Given a complete graph $G$, an arbitrary graph $H$, and a positive integer $n$, are there subgraphs $A_1,\dots,A_n$ of $G$ (not necessarily disjoint) such that their union is $G$, and each of them are isomorphic to $H$?

This is a problem which I believe is NP-complete, but I am unsure if it is actually so. Any ideas of how to prove this?


  • If $G$ is instead allowed to be an arbitrary graph, then this is clearly at least as hard as subgraph isomorphism, which is NP-complete.

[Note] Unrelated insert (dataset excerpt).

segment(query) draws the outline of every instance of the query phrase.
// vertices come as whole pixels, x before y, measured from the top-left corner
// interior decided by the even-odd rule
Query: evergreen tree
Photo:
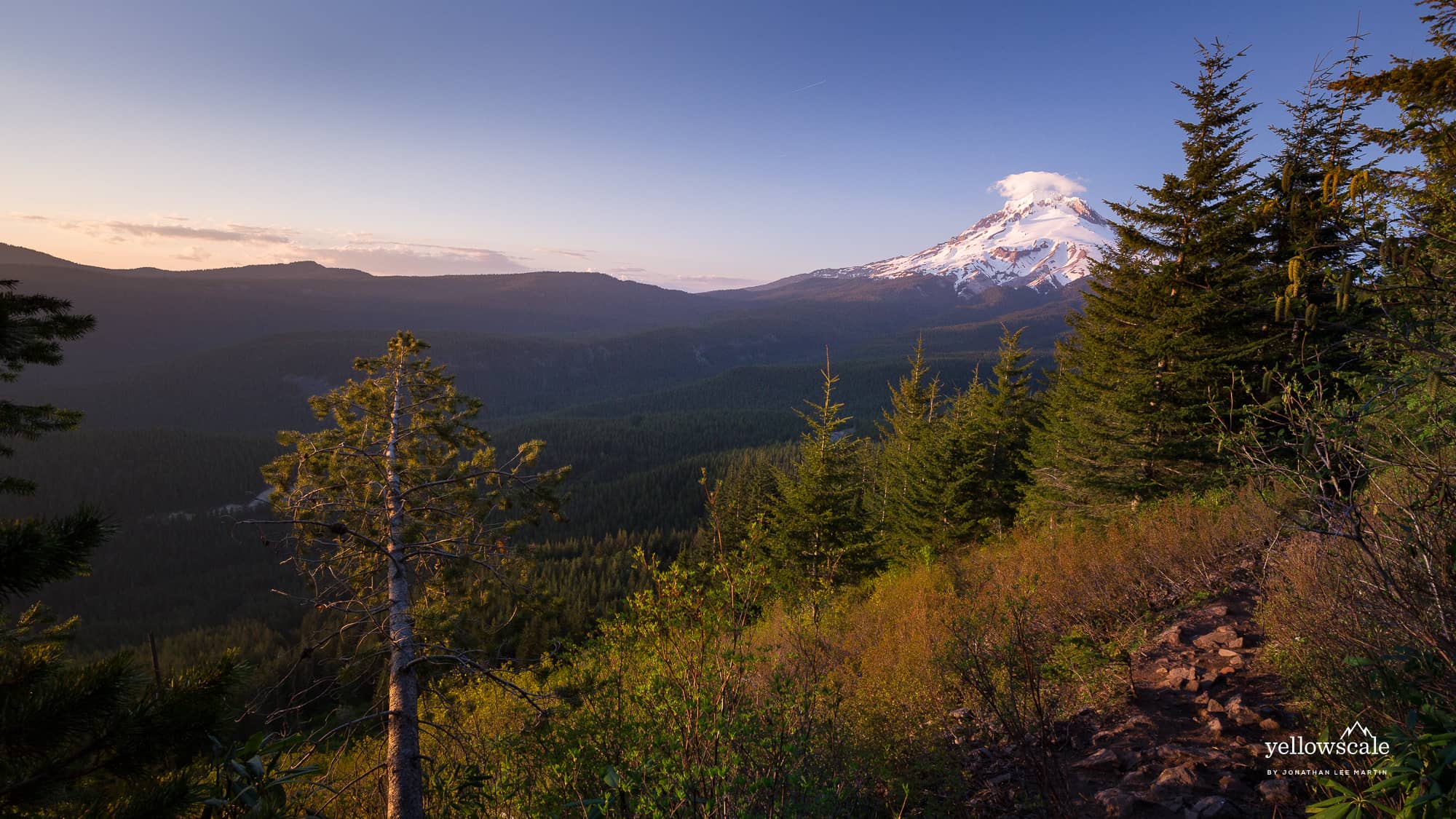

  • If $G$ is allowed to be an arbitrary graph, and $A_1,\dots,A_n$ are required to be isomorphic to a subgraph of $H$, instead of the entire graph $H$, then the problem can be reduced from vertex cover (which is NP-complete) by setting $H$ to be a star graph with the number of spokes equal to the number of nodes in $G$.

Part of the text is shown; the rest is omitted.